The political parties and much of the populace are united in the belief that tough measures must be taken to control spending – but what is this likely to mean?
Austerity is pretty much the only game in town at the moment politically. In Greece and Italy it has been judged to be necessary to install technocrats from the European Central Bank in government in order to bring spending down. There is no danger of that in Britain, but that is not to say that we will not be feeling the pinch of austerity measures.
Rightly or wrongly, reducing the budget deficit has been set as a major priority. Polls indicate that there is a general consensus that this is necessary, and the problem of overspending is one that it is easy to visualise. In life if you are spending more than you are bringing home in earnings, then you are acting irresponsibly and getting yourself into trouble.
The length of time it will take to reduce the budget deficit to the levels deemed acceptable is likely to be longer than was first thought. It could be as long as a decade. Having that as the economic mood for the next ten years will certainly not be easy, and that is why it makes sense to start preparing for it sooner rather than later.
If you are currently in work then it makes sense right now to save absolutely every penny you can manage. This is not the message of ‘consumer confidence’ that the economy needs, but there are a lot of compelling reasons why it could be in your own self-interest.

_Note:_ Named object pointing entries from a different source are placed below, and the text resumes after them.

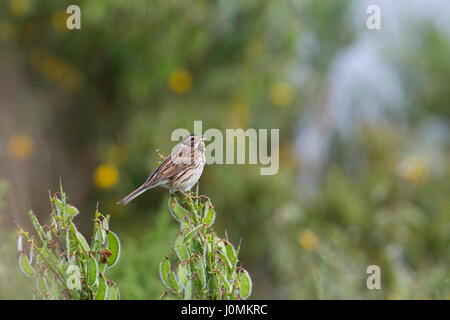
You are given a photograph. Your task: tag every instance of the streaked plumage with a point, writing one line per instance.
(180, 171)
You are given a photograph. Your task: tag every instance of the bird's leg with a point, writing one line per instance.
(160, 155)
(184, 194)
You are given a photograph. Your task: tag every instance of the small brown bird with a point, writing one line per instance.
(180, 171)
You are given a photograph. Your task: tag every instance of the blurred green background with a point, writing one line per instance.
(364, 135)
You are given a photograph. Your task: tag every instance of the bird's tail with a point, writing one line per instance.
(134, 194)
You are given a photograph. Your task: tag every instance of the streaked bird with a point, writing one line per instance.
(180, 171)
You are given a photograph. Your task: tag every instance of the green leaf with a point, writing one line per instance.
(182, 276)
(19, 243)
(92, 271)
(102, 291)
(201, 272)
(181, 248)
(192, 233)
(188, 290)
(177, 211)
(71, 211)
(231, 254)
(114, 247)
(246, 285)
(209, 215)
(167, 275)
(41, 285)
(225, 259)
(25, 266)
(224, 281)
(113, 293)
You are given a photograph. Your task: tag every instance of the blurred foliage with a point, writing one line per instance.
(97, 102)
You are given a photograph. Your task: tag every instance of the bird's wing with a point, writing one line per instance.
(176, 162)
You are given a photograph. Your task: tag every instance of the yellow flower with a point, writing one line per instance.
(19, 7)
(281, 94)
(20, 146)
(117, 154)
(394, 296)
(36, 56)
(180, 81)
(106, 176)
(308, 240)
(412, 170)
(59, 20)
(6, 30)
(240, 115)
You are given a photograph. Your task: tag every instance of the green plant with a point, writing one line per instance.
(61, 260)
(201, 265)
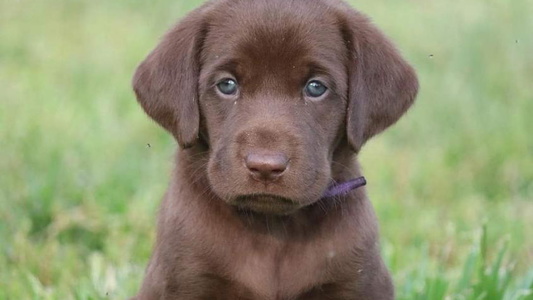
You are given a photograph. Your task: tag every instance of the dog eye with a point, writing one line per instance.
(227, 86)
(315, 89)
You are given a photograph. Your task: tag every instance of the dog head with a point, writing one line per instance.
(274, 88)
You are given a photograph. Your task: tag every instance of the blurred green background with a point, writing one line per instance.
(80, 187)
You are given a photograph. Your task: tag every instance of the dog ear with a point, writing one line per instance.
(382, 85)
(166, 82)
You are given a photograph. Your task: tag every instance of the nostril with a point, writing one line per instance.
(266, 166)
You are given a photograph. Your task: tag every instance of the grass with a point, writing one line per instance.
(452, 182)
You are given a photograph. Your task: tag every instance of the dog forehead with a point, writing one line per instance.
(273, 37)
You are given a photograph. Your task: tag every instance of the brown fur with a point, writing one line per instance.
(223, 233)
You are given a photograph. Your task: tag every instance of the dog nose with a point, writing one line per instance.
(266, 167)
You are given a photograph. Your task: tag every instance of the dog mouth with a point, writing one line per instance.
(266, 204)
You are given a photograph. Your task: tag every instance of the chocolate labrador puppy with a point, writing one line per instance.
(270, 102)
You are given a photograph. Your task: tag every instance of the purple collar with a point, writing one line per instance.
(343, 188)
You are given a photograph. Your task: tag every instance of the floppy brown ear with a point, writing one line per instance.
(166, 82)
(382, 85)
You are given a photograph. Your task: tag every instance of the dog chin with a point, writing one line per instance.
(266, 204)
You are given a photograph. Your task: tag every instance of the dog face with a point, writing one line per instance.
(274, 87)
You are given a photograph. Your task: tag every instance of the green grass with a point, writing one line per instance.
(452, 182)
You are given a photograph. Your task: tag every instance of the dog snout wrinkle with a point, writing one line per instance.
(266, 167)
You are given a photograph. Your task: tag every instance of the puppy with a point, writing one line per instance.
(270, 102)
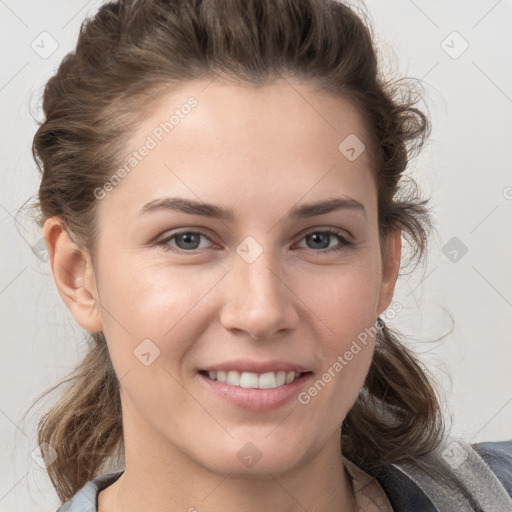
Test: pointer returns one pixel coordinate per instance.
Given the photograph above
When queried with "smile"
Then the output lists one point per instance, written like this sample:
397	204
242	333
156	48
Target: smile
250	380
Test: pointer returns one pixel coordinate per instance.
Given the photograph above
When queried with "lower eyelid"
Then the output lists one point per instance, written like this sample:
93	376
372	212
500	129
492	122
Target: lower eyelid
164	242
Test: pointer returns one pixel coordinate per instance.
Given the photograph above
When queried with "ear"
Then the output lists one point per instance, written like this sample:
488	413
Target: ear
390	268
73	274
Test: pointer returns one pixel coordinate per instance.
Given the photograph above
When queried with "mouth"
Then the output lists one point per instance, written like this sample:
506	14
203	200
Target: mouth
256	392
251	380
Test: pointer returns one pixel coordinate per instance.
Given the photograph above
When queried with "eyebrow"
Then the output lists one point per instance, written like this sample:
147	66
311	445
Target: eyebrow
193	207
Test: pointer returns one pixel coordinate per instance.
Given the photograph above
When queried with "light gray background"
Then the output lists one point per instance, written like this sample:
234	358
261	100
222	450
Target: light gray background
466	168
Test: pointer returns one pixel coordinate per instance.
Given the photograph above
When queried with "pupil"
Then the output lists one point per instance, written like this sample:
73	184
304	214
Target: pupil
322	237
189	238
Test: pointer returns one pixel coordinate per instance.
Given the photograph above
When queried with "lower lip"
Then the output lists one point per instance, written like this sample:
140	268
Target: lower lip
257	399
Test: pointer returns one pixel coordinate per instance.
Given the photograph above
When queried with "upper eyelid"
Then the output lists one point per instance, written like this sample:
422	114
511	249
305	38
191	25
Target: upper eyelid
343	234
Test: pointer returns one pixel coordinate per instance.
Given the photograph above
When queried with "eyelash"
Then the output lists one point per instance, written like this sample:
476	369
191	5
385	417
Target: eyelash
164	243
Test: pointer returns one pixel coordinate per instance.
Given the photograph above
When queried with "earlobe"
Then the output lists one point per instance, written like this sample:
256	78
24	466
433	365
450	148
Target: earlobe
73	274
390	268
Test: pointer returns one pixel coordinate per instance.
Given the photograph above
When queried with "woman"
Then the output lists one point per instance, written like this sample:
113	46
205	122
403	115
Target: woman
223	205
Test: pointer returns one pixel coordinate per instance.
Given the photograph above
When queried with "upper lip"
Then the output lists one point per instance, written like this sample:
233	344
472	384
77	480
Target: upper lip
247	365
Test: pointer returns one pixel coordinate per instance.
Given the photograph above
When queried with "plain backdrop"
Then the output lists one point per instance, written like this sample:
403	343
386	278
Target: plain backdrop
461	51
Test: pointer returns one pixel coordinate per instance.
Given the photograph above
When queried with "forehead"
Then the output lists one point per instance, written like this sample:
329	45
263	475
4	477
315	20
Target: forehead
275	143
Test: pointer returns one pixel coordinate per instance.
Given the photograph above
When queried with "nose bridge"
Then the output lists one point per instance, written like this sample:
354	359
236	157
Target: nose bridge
257	300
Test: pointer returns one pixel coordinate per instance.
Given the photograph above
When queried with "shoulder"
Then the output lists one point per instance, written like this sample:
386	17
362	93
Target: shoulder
86	499
473	477
498	456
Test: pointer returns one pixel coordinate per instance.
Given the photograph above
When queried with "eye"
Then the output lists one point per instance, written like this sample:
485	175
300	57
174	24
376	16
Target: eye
189	241
322	238
186	241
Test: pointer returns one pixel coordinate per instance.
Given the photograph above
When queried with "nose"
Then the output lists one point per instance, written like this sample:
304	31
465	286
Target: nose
259	300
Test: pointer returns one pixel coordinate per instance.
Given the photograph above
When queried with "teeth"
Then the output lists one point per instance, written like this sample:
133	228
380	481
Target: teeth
251	380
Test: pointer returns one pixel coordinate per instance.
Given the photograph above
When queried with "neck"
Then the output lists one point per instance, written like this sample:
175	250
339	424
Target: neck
159	477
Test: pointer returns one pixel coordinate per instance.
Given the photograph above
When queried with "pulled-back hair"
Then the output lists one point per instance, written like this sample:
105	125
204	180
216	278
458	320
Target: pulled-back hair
128	55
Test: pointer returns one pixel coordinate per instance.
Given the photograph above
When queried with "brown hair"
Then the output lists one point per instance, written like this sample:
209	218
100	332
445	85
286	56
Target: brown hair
126	56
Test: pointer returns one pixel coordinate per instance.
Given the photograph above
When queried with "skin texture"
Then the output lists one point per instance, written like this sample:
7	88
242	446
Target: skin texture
259	152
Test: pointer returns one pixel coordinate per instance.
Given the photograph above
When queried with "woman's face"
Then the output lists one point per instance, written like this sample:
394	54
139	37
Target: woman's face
183	289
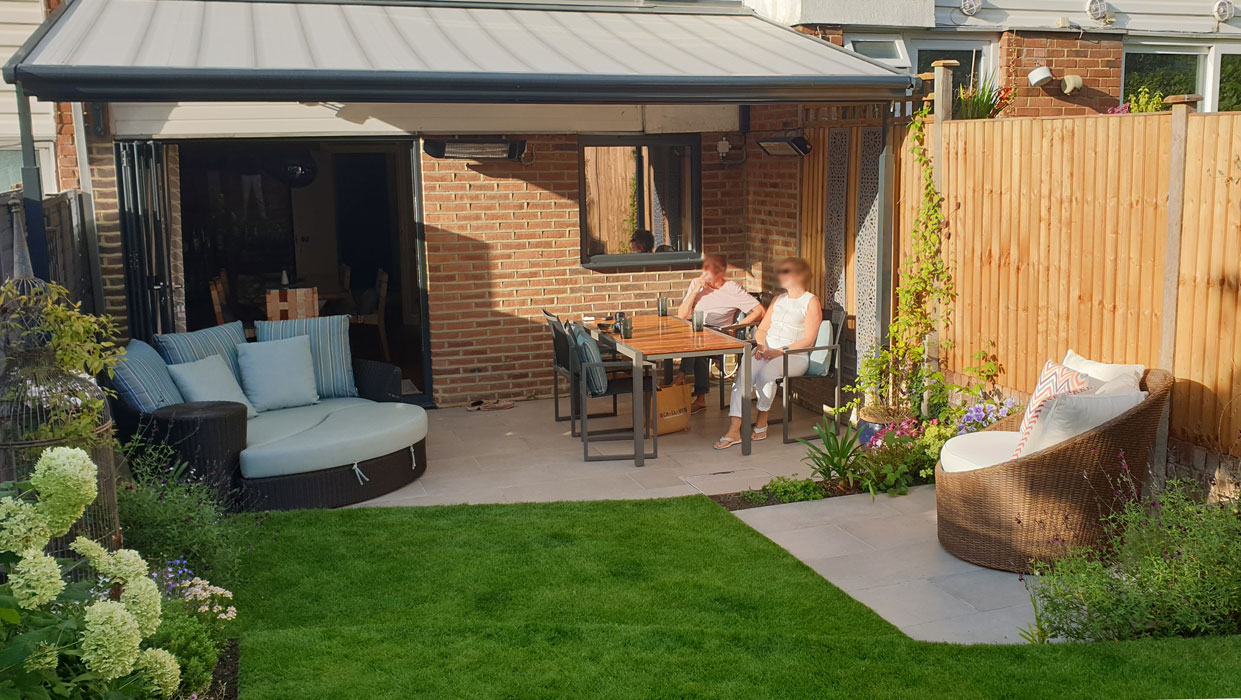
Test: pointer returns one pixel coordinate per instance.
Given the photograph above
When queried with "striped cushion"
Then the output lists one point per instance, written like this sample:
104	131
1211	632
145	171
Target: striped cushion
181	348
143	381
596	377
1056	380
329	349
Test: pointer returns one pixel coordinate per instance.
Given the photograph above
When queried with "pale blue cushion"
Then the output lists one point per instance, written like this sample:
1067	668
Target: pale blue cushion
819	359
277	374
341	438
142	380
181	348
209	380
596	377
329	346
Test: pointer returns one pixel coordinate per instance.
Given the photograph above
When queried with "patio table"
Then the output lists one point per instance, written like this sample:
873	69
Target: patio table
665	338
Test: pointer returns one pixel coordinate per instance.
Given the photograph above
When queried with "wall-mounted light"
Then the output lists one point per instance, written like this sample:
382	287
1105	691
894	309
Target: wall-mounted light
474	150
794	145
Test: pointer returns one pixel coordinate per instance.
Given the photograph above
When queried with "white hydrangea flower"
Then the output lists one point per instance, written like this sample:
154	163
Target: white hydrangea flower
140	597
22	526
163	669
66	480
111	639
36	580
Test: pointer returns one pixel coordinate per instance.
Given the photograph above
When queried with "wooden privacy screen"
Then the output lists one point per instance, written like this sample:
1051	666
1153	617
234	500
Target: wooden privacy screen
1057	230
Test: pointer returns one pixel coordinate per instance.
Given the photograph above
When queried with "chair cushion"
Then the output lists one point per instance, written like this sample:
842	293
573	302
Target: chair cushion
277	374
1101	372
596	377
142	380
1054	381
329	348
209	380
819	358
1074	413
181	348
340	438
974	451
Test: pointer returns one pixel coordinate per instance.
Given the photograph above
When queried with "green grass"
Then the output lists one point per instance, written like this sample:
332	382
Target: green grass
673	598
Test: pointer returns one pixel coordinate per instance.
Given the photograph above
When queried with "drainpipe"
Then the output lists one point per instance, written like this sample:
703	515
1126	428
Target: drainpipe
31	189
86	184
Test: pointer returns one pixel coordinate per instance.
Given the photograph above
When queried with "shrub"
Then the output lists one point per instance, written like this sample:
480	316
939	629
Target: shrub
190	641
1173	570
170	516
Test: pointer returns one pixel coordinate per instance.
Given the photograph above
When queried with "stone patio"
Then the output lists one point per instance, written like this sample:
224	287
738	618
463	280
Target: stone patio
882	552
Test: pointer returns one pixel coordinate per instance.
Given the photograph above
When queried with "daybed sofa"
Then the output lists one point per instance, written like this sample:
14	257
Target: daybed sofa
358	441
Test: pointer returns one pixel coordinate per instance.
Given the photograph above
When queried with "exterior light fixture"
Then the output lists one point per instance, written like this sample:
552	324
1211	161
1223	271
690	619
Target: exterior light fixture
794	145
474	150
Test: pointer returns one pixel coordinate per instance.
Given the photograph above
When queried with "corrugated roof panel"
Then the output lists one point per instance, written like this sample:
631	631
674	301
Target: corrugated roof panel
181	50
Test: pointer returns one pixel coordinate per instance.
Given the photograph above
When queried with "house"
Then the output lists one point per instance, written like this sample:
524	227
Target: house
490	159
1115	47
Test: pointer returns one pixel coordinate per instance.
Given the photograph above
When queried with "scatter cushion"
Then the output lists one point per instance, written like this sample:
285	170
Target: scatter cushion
818	366
142	380
277	374
976	451
1071	415
1101	372
209	380
596	377
340	438
329	349
181	348
1054	381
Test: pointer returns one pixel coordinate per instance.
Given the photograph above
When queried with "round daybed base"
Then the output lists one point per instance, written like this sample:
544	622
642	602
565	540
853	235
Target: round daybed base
339	485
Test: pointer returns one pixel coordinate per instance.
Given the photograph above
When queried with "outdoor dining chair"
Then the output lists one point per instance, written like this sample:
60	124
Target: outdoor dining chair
595	380
562	366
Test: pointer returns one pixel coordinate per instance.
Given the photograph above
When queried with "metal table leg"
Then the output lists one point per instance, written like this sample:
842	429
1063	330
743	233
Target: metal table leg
639	446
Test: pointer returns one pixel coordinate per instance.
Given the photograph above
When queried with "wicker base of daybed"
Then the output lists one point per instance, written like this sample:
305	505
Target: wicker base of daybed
339	485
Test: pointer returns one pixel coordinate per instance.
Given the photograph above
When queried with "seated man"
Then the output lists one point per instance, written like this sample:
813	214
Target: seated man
720	300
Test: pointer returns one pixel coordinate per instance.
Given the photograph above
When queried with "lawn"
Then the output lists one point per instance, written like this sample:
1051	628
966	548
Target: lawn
665	598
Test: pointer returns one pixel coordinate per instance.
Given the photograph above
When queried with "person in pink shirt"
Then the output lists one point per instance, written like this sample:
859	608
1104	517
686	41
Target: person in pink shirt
720	300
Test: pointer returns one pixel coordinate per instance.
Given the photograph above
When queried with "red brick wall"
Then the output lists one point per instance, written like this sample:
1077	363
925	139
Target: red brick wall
772	196
503	242
1097	58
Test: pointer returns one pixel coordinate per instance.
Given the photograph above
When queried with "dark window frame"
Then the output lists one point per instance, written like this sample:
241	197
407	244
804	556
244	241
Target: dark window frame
690	257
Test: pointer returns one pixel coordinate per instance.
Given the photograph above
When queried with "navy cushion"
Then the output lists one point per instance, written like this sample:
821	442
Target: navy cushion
596	377
181	348
329	349
142	380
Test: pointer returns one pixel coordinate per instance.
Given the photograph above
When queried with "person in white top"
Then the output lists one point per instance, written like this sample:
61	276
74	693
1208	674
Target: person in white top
720	302
791	323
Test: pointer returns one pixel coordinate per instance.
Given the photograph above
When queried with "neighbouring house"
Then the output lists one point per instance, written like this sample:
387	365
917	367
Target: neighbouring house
484	161
1174	47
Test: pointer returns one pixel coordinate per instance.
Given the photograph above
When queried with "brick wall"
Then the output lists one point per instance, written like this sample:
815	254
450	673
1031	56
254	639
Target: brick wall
772	196
1097	58
503	242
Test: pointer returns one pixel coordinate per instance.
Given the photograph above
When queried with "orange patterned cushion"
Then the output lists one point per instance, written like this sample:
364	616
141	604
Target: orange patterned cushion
1054	381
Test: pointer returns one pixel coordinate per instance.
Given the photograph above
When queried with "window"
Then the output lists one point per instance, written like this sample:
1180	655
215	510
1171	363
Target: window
640	199
1160	72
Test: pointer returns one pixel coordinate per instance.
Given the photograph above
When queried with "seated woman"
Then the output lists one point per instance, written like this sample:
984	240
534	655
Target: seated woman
791	323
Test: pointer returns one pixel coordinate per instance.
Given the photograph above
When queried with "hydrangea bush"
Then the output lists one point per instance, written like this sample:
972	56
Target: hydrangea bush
73	639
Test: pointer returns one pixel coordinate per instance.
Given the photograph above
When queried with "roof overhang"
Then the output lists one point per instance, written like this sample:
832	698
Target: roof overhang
375	51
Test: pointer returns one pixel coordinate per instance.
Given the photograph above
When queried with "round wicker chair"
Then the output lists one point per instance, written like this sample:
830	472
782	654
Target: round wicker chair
1036	507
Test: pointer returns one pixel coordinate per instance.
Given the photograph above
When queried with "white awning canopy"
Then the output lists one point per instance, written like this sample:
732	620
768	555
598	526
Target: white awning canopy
434	51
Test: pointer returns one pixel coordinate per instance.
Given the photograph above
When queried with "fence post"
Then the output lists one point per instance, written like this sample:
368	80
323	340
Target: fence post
1182	104
942	113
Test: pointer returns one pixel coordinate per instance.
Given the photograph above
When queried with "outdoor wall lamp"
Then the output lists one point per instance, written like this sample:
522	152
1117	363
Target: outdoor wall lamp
794	145
475	150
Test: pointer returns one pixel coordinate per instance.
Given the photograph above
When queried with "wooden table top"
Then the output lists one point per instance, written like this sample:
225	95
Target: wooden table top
655	335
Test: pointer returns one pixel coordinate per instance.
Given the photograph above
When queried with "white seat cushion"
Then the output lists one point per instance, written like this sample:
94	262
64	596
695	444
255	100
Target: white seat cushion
974	451
350	435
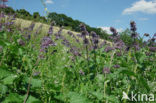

There have had to be widespread pay cuts, pay freezes and lay-offs in the public sector. Obviously this affects those households where a public sector employee is a bread winner, those certainly need to be putting away all that they can because it certainly isn’t going to get any easier. It also however has implications for those working in the private sector.
Declining levels of real-terms remunerations combined with redundancies means that there will be lots of former public sector employees entering the jobs market. This is yet another way in which downward pressure will be being put on wages. Very few households are likely to see their levels of disposable income rise over the next few years.
Money being tighter is one reason why it makes sense to save now, but there are also others. Reducing public spending means that everybody is going to have to be much more self-reliant than they have grown used to being in the era of untrammelled spending. What this will mean is yet to be seen, but it is a sure bet that having some funds put aside is going to help. Returns on savings accounts are not the highest that they have ever been, but the value of having cash in reserve (in and of itself) is set to increase.
For the time being at least it seems as though ‘getting worse’ is the new normal. Everyone hopes that there will be a brighter future at some point, but in the meantime preparing for tough times ahead seems likely to be prudent.